If you look at the docs for many Rtl string functions, you will see that they are callable only at IRQL == PASSIVE_LEVEL.  This applies to not only Rtl functions but also to CRT functions Why is that?  Well, there are a few resaons

  • The Rtl functions are marked PAGEable so you can't even execute the function itself
  • The Buffer in a UNICODE_STRING is typically from PagedPool if it is not stack based
  • The string conversion (e.g. NLS) tables are PAGEable

You can overcome the 2nd bullet by making sure your buffer allocations come from NonPagedPool, but that doesn't help you very much because the surrounding infrastructure.  But wait a minute...there are samples out there which use strlen or sprintf at DISPATCH_LEVEL or higher.  The most common use of string functions in a driver is to wrap DbgPrintf with more logic (like levels or component bits), something similar to

#define PRINT(level, x) if ((level) <= Globals.DebugLevel) { MyPrint x ; }

VOID MyPrint(PSTR Format, ...)
{
    CHAR ach[128];
    va_list va;
    NTSTATUS status;

    va_start(va, Format);
    status = RtlStringCbVPrintfA(ach, sizeof(ach), Format, va);
    if (NT_SUCCESS(status)) { DbgPrint(ach); }
    va_end(va);
}

which is invoked like this PRINT(2, ("Number of instances %d\n", DevExt->NumInstances")); and this actually works.  Why?  Because the format string does not contain any %s format specifiers.  If you use %s, you will hit the aforementioned tables and potentially hit paged out pool (and bugcheck). 
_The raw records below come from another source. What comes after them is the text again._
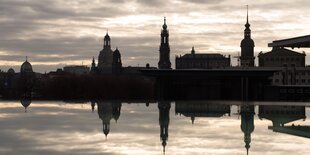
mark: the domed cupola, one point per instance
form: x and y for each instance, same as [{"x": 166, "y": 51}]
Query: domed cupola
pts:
[
  {"x": 11, "y": 71},
  {"x": 26, "y": 67}
]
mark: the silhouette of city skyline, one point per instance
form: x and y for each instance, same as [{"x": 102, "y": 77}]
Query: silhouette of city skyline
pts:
[{"x": 279, "y": 115}]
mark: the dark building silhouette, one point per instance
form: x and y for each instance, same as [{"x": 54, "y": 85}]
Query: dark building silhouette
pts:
[
  {"x": 201, "y": 61},
  {"x": 201, "y": 109},
  {"x": 27, "y": 79},
  {"x": 164, "y": 118},
  {"x": 25, "y": 103},
  {"x": 105, "y": 114},
  {"x": 92, "y": 104},
  {"x": 116, "y": 110},
  {"x": 247, "y": 124},
  {"x": 107, "y": 111},
  {"x": 109, "y": 61},
  {"x": 281, "y": 115},
  {"x": 93, "y": 68},
  {"x": 164, "y": 50},
  {"x": 281, "y": 57},
  {"x": 117, "y": 62},
  {"x": 291, "y": 66},
  {"x": 247, "y": 47}
]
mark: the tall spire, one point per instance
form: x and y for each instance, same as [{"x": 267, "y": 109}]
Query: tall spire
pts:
[
  {"x": 247, "y": 25},
  {"x": 164, "y": 20},
  {"x": 165, "y": 25},
  {"x": 247, "y": 14}
]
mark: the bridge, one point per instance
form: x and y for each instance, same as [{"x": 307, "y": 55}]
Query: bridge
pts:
[
  {"x": 235, "y": 83},
  {"x": 301, "y": 41}
]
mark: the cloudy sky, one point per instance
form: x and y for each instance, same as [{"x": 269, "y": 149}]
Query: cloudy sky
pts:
[{"x": 54, "y": 33}]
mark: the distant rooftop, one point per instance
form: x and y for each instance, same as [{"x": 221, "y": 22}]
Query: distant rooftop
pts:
[{"x": 302, "y": 41}]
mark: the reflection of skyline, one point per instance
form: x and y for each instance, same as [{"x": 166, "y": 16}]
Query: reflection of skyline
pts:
[
  {"x": 164, "y": 118},
  {"x": 179, "y": 131},
  {"x": 107, "y": 111},
  {"x": 281, "y": 115},
  {"x": 198, "y": 109},
  {"x": 25, "y": 103},
  {"x": 247, "y": 124}
]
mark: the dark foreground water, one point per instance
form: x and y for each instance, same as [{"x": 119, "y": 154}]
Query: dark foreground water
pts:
[{"x": 212, "y": 127}]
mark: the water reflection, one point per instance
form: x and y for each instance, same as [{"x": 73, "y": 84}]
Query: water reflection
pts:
[
  {"x": 247, "y": 123},
  {"x": 107, "y": 111},
  {"x": 164, "y": 118},
  {"x": 201, "y": 109},
  {"x": 25, "y": 103},
  {"x": 140, "y": 124},
  {"x": 282, "y": 115}
]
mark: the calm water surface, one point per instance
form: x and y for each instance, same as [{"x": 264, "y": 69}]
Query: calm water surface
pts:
[{"x": 212, "y": 127}]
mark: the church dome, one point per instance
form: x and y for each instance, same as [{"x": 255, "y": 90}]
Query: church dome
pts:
[
  {"x": 247, "y": 42},
  {"x": 107, "y": 37},
  {"x": 116, "y": 52},
  {"x": 26, "y": 67},
  {"x": 25, "y": 103},
  {"x": 11, "y": 71}
]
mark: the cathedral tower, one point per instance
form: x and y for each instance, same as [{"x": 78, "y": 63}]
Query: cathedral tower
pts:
[
  {"x": 105, "y": 56},
  {"x": 164, "y": 51},
  {"x": 247, "y": 46}
]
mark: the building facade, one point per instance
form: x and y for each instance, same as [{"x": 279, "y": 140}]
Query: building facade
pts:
[
  {"x": 109, "y": 61},
  {"x": 164, "y": 50},
  {"x": 281, "y": 57},
  {"x": 76, "y": 69},
  {"x": 291, "y": 66},
  {"x": 201, "y": 61},
  {"x": 106, "y": 54}
]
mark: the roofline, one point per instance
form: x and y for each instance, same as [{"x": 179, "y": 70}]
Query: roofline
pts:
[{"x": 290, "y": 42}]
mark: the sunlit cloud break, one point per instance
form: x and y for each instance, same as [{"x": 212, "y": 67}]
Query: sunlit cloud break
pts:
[{"x": 53, "y": 33}]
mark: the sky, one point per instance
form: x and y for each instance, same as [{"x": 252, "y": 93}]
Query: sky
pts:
[{"x": 55, "y": 33}]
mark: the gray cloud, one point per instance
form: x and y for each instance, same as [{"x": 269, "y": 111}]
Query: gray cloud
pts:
[{"x": 73, "y": 30}]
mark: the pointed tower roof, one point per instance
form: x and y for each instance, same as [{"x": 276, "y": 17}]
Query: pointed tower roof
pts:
[
  {"x": 165, "y": 25},
  {"x": 107, "y": 37},
  {"x": 247, "y": 16}
]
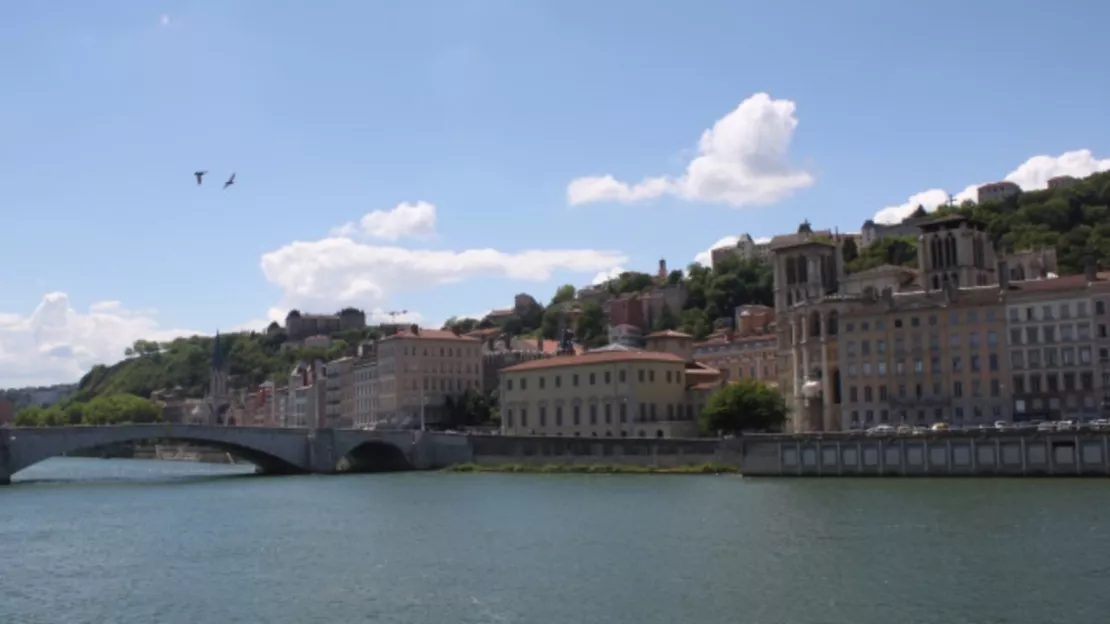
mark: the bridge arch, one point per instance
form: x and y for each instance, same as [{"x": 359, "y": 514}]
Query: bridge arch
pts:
[
  {"x": 272, "y": 451},
  {"x": 374, "y": 455}
]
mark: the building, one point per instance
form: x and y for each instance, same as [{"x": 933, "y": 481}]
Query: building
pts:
[
  {"x": 7, "y": 412},
  {"x": 997, "y": 191},
  {"x": 746, "y": 249},
  {"x": 958, "y": 340},
  {"x": 419, "y": 369},
  {"x": 908, "y": 227},
  {"x": 599, "y": 394},
  {"x": 341, "y": 394},
  {"x": 1060, "y": 182},
  {"x": 365, "y": 375},
  {"x": 918, "y": 358},
  {"x": 1057, "y": 342},
  {"x": 300, "y": 326},
  {"x": 740, "y": 356}
]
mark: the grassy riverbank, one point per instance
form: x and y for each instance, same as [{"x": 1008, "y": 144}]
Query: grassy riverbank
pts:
[{"x": 595, "y": 469}]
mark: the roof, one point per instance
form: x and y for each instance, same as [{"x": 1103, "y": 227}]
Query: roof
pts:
[
  {"x": 595, "y": 358},
  {"x": 783, "y": 241},
  {"x": 431, "y": 334},
  {"x": 1067, "y": 282},
  {"x": 669, "y": 333}
]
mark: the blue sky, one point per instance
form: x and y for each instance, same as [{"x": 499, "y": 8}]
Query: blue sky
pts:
[{"x": 486, "y": 111}]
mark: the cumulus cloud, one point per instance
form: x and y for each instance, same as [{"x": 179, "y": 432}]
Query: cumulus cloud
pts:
[
  {"x": 337, "y": 271},
  {"x": 607, "y": 275},
  {"x": 57, "y": 343},
  {"x": 743, "y": 160},
  {"x": 1032, "y": 174},
  {"x": 405, "y": 220}
]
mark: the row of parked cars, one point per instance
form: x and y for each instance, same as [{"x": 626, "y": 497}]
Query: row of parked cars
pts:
[{"x": 999, "y": 425}]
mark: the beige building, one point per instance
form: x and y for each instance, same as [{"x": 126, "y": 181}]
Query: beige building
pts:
[
  {"x": 341, "y": 394},
  {"x": 1057, "y": 335},
  {"x": 954, "y": 341},
  {"x": 598, "y": 394},
  {"x": 419, "y": 369},
  {"x": 750, "y": 356}
]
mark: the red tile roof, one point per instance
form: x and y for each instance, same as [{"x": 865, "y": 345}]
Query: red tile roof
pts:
[
  {"x": 595, "y": 358},
  {"x": 1066, "y": 282},
  {"x": 668, "y": 333},
  {"x": 431, "y": 334}
]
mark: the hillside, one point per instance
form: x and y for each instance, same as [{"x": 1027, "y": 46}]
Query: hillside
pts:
[{"x": 1075, "y": 220}]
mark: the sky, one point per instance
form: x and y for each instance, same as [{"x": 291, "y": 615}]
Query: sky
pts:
[{"x": 440, "y": 157}]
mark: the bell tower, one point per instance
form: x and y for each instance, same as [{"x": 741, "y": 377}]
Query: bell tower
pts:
[{"x": 956, "y": 251}]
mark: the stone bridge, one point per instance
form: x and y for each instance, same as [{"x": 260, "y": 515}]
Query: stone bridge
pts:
[{"x": 275, "y": 451}]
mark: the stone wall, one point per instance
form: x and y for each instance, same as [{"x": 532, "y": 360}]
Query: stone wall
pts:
[{"x": 969, "y": 454}]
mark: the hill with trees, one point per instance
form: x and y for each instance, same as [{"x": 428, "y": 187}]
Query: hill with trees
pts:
[{"x": 1075, "y": 220}]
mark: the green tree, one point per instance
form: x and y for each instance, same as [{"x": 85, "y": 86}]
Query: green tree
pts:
[
  {"x": 747, "y": 404},
  {"x": 888, "y": 250},
  {"x": 563, "y": 294}
]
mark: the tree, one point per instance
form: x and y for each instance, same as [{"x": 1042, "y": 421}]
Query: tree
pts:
[
  {"x": 563, "y": 294},
  {"x": 666, "y": 320},
  {"x": 747, "y": 404},
  {"x": 849, "y": 251},
  {"x": 589, "y": 329}
]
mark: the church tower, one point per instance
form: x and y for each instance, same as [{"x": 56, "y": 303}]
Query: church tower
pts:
[
  {"x": 956, "y": 251},
  {"x": 217, "y": 398}
]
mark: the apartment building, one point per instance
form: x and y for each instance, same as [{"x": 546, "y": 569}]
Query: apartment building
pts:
[
  {"x": 997, "y": 191},
  {"x": 1057, "y": 335},
  {"x": 956, "y": 340},
  {"x": 918, "y": 358},
  {"x": 419, "y": 369},
  {"x": 599, "y": 394},
  {"x": 745, "y": 249},
  {"x": 341, "y": 394},
  {"x": 740, "y": 356}
]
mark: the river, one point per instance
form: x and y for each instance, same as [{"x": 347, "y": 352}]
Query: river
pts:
[{"x": 148, "y": 542}]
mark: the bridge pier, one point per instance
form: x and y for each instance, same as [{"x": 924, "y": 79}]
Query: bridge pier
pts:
[{"x": 4, "y": 459}]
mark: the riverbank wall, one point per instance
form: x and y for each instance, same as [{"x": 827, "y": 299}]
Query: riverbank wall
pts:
[
  {"x": 986, "y": 453},
  {"x": 964, "y": 453}
]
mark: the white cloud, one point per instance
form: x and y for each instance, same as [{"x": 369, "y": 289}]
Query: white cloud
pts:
[
  {"x": 337, "y": 271},
  {"x": 57, "y": 343},
  {"x": 1030, "y": 175},
  {"x": 405, "y": 220},
  {"x": 743, "y": 160},
  {"x": 607, "y": 275}
]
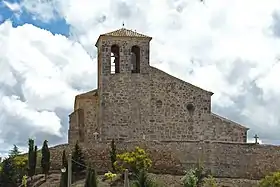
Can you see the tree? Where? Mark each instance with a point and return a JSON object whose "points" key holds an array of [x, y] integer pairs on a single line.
{"points": [[91, 179], [64, 178], [78, 160], [272, 180], [134, 161], [64, 160], [143, 180], [32, 158], [14, 152], [113, 155], [45, 160], [8, 174]]}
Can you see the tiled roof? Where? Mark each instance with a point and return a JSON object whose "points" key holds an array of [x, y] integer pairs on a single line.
{"points": [[125, 33]]}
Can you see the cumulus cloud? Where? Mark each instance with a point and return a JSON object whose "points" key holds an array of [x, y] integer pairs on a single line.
{"points": [[228, 47], [40, 74]]}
What to do?  Well, don't put strings in your debug print statements if it is callable at IRQL > PASSIVE.  Also, you have to consider why you are even dealing with a string at a higher IRQL, hopefully you are not comparing strings or other similar string operations.  Also, consider using WPP where you can use strings (because the string contents are copied directly and processed in user mode later).